L’aridità del nostro tempo può essere vinta dalla titanica missione del poeta. L’orizzonte del mito, cui egli attinge, non è privo di logos ma è pregno di esso; non è quindi vero che la parola poetica e la filosofa a – logica, come vogliono alcuni filosofi del Novecento, sono più prossimi all’essere perché meta – razionali; vero è, invece, che proprio perché attinge al logos, a questa ragione che non è più la ratio dell’obiettivismo moderno, la poesia è in grado di illuminare nuovamente le cose e i nostri bui tempi. In questo senso, dunque, la poesia è profondamente filosofica; è quella musica di cui parlava Socrate nel Fedone.

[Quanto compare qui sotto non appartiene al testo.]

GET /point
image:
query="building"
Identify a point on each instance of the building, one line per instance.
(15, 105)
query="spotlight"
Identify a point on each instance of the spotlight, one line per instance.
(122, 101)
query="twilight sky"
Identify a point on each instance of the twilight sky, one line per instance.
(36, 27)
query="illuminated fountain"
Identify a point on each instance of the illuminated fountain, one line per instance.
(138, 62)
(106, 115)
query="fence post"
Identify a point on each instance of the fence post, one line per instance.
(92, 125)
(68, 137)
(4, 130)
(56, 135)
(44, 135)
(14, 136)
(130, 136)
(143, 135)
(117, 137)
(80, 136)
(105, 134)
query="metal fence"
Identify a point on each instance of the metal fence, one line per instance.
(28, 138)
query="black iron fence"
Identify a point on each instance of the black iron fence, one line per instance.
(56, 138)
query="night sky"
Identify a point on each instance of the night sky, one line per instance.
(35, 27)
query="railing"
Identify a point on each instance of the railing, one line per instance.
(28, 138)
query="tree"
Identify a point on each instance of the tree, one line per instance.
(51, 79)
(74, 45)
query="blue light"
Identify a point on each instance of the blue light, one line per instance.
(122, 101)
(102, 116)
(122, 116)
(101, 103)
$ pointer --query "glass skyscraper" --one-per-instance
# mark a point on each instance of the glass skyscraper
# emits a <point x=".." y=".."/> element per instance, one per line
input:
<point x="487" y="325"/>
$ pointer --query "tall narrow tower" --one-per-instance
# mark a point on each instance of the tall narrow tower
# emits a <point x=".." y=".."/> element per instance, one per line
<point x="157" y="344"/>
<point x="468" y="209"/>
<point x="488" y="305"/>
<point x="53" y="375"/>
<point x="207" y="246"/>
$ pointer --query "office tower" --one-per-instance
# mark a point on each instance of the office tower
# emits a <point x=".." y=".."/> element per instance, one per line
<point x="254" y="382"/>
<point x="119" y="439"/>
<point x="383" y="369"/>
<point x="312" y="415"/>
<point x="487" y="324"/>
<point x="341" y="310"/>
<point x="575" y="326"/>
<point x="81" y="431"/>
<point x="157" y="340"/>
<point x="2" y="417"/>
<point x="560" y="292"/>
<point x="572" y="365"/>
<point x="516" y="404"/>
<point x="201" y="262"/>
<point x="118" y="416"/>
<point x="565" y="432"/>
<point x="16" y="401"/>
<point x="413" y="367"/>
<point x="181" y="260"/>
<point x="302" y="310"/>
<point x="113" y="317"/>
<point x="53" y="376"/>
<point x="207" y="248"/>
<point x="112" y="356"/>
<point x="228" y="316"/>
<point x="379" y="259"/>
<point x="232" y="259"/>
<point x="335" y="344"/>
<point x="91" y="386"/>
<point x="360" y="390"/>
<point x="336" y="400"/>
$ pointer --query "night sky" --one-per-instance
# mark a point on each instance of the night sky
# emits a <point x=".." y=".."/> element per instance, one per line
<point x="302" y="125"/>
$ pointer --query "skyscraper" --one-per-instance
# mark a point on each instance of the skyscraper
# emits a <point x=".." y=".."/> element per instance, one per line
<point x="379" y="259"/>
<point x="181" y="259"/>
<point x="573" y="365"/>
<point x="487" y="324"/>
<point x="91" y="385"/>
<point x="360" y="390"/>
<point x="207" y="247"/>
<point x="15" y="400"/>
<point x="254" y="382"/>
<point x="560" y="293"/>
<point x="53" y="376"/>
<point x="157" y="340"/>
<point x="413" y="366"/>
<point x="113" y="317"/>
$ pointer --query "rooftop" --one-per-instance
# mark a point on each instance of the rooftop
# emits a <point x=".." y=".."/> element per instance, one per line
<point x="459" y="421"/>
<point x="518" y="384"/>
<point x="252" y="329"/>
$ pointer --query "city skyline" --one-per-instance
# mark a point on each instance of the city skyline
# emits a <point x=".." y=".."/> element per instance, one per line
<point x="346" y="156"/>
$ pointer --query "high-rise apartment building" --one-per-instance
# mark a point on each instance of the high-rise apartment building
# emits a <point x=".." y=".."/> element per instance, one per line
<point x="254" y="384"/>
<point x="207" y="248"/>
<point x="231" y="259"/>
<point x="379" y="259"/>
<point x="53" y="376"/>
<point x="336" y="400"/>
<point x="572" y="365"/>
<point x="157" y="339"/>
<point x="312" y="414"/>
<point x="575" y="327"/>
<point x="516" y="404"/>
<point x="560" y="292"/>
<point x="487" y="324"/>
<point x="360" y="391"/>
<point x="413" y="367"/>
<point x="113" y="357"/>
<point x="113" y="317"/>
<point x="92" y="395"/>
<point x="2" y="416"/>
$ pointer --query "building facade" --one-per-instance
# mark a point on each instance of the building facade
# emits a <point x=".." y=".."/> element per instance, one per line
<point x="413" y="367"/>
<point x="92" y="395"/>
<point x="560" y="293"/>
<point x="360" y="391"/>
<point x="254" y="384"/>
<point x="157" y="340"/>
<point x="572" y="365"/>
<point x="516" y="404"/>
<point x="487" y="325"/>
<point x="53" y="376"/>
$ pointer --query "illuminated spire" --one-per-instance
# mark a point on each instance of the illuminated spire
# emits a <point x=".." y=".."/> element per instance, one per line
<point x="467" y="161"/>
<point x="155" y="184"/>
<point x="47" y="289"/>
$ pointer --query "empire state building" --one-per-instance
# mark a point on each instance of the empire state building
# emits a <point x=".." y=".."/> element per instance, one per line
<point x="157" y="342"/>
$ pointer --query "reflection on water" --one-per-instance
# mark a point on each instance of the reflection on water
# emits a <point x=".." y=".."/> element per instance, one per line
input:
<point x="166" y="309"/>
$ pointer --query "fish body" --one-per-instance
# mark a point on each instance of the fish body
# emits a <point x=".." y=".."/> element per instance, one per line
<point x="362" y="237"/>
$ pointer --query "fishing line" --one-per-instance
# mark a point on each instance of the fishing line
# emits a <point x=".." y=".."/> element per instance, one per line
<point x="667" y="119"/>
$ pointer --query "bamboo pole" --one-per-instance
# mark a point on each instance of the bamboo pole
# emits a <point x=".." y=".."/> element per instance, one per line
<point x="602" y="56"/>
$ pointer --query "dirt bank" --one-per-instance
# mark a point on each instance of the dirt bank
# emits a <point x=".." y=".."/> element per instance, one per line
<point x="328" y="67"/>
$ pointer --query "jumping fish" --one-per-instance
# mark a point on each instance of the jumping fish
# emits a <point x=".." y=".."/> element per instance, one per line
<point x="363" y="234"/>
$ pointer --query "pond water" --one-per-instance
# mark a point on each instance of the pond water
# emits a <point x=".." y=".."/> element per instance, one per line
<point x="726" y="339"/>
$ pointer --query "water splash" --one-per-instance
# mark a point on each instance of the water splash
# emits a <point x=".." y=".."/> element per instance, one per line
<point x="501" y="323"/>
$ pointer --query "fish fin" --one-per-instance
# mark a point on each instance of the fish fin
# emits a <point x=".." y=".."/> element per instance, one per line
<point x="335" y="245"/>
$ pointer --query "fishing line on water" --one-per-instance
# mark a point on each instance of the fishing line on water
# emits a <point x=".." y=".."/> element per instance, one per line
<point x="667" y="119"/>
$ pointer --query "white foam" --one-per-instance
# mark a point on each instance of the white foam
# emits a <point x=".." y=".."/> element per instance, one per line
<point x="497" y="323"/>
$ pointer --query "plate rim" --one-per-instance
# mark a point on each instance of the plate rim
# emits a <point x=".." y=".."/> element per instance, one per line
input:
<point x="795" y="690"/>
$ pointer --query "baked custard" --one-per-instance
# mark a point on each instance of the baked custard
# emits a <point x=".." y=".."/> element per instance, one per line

È nella spietata registrazione della realtà che il poeta, paradossalmente, deve rivelare la sua missione profetica, poiché vi è modo e modo di manifestarla nel verso. Se il fondo da cui emerge la parola, infatti, è esso stesso privo della virtù teologica della speranza e, dunque, nemmeno il poeta vi riesce più a vedere dentro e oltre, la sua poesia ne risentirà e il suo verso trasmetterà sconforto, disillusione e morte. Se, invece, questi avrà attinto alla luce del Vangelo, la sua parola, anche se spietata nei confronti del reale, non smetterà di trasmettere verità e luce, anche quando quelle verità sono sottese al verso stesso. Certo, l’altra poesia sarà comunque sempre poesia e in molti casi, eccellente poesia, ma in essa mancherà proprio quell’elemento centrale di cui finora si è parlato. Sarà, insomma, sempre poesia novecentesca che si protrae come ombra sul nuovo secolo, impedendo alla poesia nuova di crescere e di svilupparsi.